Probabilistic classification

This tutorial demonstrates how to use TabICL for classification and how to interpret its probabilistic outputs.

import numpy as np
import matplotlib.pyplot as plt
from sklearn.model_selection import train_test_split
from sklearn.datasets import make_moons
from sklearn.metrics import roc_auc_score
from sklearn.calibration import CalibrationDisplay
from tabicl import TabICLClassifier

Generate 2D classification data

We generate a simple two‑moon 2D dataset with fairly large noise.
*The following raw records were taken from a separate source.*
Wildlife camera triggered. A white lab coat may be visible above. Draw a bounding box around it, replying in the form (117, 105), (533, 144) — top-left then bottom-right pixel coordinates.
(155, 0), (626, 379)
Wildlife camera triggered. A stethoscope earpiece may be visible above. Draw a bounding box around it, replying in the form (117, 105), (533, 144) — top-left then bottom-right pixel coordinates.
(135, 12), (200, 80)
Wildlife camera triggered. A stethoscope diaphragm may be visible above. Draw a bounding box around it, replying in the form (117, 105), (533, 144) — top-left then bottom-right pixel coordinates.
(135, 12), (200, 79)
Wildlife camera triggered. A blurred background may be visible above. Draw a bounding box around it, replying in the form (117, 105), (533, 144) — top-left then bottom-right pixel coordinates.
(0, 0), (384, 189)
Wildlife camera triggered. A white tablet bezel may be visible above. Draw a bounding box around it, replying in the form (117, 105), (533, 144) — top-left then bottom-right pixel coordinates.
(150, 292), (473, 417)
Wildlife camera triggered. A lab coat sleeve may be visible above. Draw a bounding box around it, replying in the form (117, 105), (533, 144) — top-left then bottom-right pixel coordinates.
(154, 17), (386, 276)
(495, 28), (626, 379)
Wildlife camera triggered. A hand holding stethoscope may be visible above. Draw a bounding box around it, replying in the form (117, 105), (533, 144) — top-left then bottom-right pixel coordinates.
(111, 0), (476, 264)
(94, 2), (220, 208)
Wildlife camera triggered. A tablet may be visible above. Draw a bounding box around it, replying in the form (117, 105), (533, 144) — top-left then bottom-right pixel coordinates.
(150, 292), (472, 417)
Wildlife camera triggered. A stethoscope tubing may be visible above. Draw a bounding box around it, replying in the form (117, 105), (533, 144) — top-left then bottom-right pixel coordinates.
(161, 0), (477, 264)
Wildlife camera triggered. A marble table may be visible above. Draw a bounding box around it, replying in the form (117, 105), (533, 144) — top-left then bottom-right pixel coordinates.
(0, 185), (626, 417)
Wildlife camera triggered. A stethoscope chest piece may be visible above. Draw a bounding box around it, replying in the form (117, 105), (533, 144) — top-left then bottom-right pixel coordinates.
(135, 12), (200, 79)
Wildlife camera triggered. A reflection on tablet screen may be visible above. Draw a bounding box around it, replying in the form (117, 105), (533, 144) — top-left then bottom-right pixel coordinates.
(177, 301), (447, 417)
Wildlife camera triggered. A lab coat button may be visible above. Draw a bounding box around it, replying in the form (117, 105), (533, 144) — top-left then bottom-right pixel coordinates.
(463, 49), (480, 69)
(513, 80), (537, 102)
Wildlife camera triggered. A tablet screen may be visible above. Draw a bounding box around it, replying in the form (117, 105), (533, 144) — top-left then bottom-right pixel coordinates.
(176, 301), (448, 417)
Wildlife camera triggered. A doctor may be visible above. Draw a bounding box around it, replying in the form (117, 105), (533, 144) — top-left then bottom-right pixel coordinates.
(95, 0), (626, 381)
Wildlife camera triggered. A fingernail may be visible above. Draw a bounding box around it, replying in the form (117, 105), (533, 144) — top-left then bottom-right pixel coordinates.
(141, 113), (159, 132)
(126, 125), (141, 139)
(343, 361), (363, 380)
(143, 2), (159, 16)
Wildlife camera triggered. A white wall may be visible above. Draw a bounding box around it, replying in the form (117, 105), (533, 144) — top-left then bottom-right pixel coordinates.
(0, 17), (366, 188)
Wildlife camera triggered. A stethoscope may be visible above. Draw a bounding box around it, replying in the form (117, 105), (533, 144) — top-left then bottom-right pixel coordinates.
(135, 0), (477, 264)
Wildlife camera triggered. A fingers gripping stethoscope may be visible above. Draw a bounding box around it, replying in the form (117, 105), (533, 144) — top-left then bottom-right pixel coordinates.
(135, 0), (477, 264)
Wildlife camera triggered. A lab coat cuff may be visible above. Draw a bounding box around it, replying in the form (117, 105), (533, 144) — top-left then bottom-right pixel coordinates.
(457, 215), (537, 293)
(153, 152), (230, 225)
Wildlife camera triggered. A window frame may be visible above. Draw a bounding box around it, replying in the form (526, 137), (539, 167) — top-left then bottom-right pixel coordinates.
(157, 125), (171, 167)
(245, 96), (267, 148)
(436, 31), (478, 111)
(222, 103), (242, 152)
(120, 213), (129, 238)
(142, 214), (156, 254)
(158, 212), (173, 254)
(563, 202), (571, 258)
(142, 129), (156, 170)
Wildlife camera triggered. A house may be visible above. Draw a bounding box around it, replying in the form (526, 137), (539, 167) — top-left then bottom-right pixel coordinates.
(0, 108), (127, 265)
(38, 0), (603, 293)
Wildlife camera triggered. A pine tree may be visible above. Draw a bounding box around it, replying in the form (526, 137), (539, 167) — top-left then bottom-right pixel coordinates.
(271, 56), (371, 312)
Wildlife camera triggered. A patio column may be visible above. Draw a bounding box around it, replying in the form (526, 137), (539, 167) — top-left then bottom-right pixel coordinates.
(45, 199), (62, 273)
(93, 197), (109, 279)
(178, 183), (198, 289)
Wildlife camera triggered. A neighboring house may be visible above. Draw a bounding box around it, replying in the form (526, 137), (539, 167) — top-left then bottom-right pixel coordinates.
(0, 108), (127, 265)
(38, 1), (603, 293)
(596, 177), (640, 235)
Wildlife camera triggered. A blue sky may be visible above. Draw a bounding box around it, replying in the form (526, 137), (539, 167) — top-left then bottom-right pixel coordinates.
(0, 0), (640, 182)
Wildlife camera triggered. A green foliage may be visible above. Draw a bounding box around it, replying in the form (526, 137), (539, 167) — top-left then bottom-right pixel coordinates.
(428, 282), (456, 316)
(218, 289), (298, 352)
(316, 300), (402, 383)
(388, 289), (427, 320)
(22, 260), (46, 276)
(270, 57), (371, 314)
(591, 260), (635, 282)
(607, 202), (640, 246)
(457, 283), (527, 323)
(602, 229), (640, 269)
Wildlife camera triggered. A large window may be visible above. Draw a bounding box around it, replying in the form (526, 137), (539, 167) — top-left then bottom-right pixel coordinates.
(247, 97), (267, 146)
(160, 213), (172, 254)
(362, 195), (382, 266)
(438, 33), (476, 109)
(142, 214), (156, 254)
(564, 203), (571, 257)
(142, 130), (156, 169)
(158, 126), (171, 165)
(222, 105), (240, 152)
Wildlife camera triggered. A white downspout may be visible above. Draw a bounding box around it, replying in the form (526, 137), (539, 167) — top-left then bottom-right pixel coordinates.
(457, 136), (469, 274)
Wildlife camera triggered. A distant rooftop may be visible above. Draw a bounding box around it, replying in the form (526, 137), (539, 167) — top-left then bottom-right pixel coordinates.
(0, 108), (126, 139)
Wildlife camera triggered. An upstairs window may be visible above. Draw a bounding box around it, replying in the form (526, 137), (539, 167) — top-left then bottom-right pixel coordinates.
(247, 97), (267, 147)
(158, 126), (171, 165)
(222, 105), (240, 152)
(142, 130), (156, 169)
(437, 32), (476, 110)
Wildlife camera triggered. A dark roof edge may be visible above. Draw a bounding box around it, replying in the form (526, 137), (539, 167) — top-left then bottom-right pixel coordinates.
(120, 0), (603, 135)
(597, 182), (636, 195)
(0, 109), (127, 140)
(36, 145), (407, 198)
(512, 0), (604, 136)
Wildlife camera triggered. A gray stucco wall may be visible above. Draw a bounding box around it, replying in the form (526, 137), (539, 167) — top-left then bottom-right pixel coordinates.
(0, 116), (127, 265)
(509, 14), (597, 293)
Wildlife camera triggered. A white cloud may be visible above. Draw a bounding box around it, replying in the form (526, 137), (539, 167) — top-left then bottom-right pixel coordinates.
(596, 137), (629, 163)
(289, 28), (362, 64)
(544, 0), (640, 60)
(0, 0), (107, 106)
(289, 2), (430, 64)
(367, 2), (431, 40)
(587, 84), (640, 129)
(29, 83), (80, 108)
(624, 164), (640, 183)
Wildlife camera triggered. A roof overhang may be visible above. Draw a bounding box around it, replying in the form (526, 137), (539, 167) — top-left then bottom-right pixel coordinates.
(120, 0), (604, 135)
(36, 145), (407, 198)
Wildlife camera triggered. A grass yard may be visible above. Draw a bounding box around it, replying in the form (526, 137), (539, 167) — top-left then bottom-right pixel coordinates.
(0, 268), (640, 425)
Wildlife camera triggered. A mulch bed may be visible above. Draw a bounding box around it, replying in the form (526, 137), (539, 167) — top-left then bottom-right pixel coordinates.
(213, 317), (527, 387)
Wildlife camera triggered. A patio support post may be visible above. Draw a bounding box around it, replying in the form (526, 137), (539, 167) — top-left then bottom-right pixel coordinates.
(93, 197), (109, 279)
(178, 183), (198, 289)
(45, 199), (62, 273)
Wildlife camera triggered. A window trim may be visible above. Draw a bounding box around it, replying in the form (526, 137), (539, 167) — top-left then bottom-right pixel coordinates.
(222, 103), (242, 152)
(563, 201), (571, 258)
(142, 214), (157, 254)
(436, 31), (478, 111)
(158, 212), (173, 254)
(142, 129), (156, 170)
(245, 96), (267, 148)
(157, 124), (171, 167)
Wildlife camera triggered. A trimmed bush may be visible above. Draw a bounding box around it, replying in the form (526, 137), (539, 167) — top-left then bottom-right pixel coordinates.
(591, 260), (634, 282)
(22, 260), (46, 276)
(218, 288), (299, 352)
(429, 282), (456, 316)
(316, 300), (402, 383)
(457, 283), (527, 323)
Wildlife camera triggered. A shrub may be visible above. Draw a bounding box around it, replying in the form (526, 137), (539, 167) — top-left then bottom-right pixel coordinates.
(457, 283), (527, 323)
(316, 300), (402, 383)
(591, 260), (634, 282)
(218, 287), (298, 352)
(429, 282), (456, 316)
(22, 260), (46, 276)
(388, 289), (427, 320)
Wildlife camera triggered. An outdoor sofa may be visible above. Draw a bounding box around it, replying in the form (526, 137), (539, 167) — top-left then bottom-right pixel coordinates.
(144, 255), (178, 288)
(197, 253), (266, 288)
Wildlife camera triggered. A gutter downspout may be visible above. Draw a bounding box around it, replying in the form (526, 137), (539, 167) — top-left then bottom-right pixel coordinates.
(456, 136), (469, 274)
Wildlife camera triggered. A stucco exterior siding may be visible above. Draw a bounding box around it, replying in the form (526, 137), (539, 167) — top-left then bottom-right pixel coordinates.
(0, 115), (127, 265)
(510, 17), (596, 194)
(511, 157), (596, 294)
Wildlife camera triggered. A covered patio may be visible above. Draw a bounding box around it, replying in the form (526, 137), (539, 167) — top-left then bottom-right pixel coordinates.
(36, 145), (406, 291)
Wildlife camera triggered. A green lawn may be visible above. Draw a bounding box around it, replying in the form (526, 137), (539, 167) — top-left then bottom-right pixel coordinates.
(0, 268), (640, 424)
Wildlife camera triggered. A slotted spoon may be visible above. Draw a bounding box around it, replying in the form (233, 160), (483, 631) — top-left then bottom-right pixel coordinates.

A 2D dataset is useful for visualisation purposes and the noise makes the classification porblem non-separable, which is a common situation in real-world applications.

X, y = make_moons(n_samples=1000, noise=0.35, random_state=0)

X_train, X_test, y_train, y_test = train_test_split(
    X, y, test_size=0.2, random_state=0
)

Fit TabICL

The fit method just downloads TabICL weights if they have not been downloaded already, while the predict_proba does the forward pass of the model and returns the predicted probabilities for each class.

tabicl = TabICLClassifier()
tabicl.fit(X_train, y_train)

# Predict probabilities on test set
y_proba = tabicl.predict_proba(X_test)

Plot predicted probabilities

Since the problem is 2D, we can qualitatively assess the quality of the model’s probabilistic predictions by plotting the decision boundary induced by the predicted probabilities.

fig, ax = plt.subplots(figsize=(5, 4), constrained_layout=True)

# Create a mesh to plot decision boundaries
h = 0.2
offset = 0.5
x_min, x_max = X[:, 0].min() - offset, X[:, 0].max() + offset
y_min, y_max = X[:, 1].min() - offset, X[:, 1].max() + offset
xx, yy = np.meshgrid(np.arange(x_min, x_max, h), np.arange(y_min, y_max, h))

# Predict probabilities on mesh
Z = tabicl.predict_proba(np.c_[xx.ravel(), yy.ravel()])[:, 1]
Z = Z.reshape(xx.shape)

# Plot decision boundary and margins
ax.contourf(xx, yy, Z, levels=20, cmap="RdYlBu_r", alpha=0.8)
ax.contour(xx, yy, Z, levels=[0.5], colors="black", linewidths=2)

# Plot training data
scatter = ax.scatter(
    X_test[:, 0],
    X_test[:, 1],
    c=y_test,
    cmap="RdYlBu_r",
    edgecolors="k",
    s=50,
    alpha=0.8,
)

ax.set(xlabel="Feature 1", ylabel="Feature 2")
ax.set_title("TabICL predicted class probabilities (2D)")
plt.colorbar(scatter, ax=ax, label="Probability of class 1")
plt.show()

Test data points are coloured by their true label. The black contour line shows the decision boundary at a probability threshold of 0.5. The colour shading indicates the estimated probability for class 1.

It is interesting to observe that the model is less confident (probability closer to 0.5) in the noisy regions of the dataset close to the decision boundary.

We also observe even less confident predictions when we follow the decision boundary further away from the training data of this particular task. This is a desirable property: it is able to express more uncertainty in regions of the feature space that are far from the training data.

Evaluate model performance

For probabilistic binary classifiers, ROC AUC summarizes the ranking quality of predicted probabilities independently of a fixed classification threshold.

A ROC AUC of 1.0 is perfect and 0.5 corresponds to random guessing. Since the classification task is noisy, we expect a value between those two extremes.

roc_auc = roc_auc_score(y_test, y_proba[:, 1])
print(f"Test ROC AUC: {roc_auc:.3f}")

Test ROC AUC: 0.957

In complement, we can also look at the calibration of the model’s probabilistic predictions by plotting the calibration curve:

fig, ax = plt.subplots(figsize=(3.8, 3.2), constrained_layout=True)
_ = CalibrationDisplay.from_predictions(
    y_test, y_proba[:, 1], strategy="quantile", n_bins=7, ax=ax,
)
ax.set_title("Calibration curve")
plt.show()

We expect TabICL to produce reasonably well calibrated probabilistic predictions by default. This is what we observe here: the calibration curve is close to the diagonal line.